Another Financial Literacy Month is in the books. It is great to see the buzz and number of events nationwide increase every year. I had the pleasure again this year to represent AFCPE® at Financial Literacy Day on the Hill at the Hart Senate Office Building. The event began with the Jump$tart Coalition, Junior Achievement, and Council for Economic Education in 2003 and has expanded to include over 50 organizations from all facets of the financial industry.
This year’s event was hosted by the three co-chairs of the Senate Financial and Economic Literacy Caucus, Sens. Tom Scott, Jack Reed, and Joe Donnelly. Sen. Tom Scott spoke briefly about growing up in poverty and looking for a way out. You can see why he believes in financial literacy and providing the resources for every American to help themselves. Sen. Jack Reed spoke about collaborating across organizations and utilizing resources. This event showcased just that. I was amazed by the great work being done in the field and especially the resources out there for consumers and educators alike. Many of them are free!

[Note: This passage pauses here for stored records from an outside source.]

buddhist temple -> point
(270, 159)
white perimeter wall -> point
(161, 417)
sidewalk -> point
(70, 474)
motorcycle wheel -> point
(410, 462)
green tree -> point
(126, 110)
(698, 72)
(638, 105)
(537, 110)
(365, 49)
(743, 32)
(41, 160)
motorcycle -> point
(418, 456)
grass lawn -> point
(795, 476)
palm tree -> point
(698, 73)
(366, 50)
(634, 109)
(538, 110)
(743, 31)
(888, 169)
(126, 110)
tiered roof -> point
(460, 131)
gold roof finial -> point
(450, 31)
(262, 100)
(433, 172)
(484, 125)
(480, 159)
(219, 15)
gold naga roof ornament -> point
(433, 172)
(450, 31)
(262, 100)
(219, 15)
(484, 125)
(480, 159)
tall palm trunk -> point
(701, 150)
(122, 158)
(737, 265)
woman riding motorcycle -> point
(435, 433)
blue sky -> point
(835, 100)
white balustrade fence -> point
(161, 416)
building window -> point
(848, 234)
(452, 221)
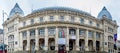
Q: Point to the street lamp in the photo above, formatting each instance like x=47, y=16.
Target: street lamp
x=3, y=28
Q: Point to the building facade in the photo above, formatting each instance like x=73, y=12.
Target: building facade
x=1, y=36
x=118, y=45
x=54, y=27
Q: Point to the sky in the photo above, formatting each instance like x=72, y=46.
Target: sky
x=91, y=6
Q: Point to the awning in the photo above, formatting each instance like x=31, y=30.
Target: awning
x=61, y=41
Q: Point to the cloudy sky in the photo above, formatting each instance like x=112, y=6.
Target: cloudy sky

There are government agencies providing literature of all kinds from newsletters to brochures to flyers. Places like the Federal Trade Commission, FDIC, Consumer Financial Protection Bureau and even the Office of the Comptroller of the Currency have publications on everything from credit to student loans to managing someone else’s money. Many of these can be found at http://publications.usa.gov/USAPubs.php. If you are looking for larger quantities, several of these agencies have bulk order options through their website.
The resources don’t stop at the government; many other organizations are developing great tools and making them available, often at low or no cost. My table was located near NextGen Personal Finance and they have some awesome free curriculum for educators. No need to develop everything from scratch. I was very interested to see that DECA is in the financial literacy game. I was a DECA competitor in high school and it led me to my choice of college and first career. Who knows, if they had the personal finance programs back then, I may have made it to this industry even sooner. Throwing me even farther back in my childhood, I was amazed to find that there is even a program from National Credit Union Foundation featuring the Berenstain Bears.
If you find yourself in DC next April, a spin through the resources at Financial Literacy on Capitol Hill Day is well worth the time. In the meantime, a spin around the internet or a talk with colleagues at the water cooler may lead you to just the resources you need to support your program. Take a look at what is out there.
What are your favorite financial literacy resources?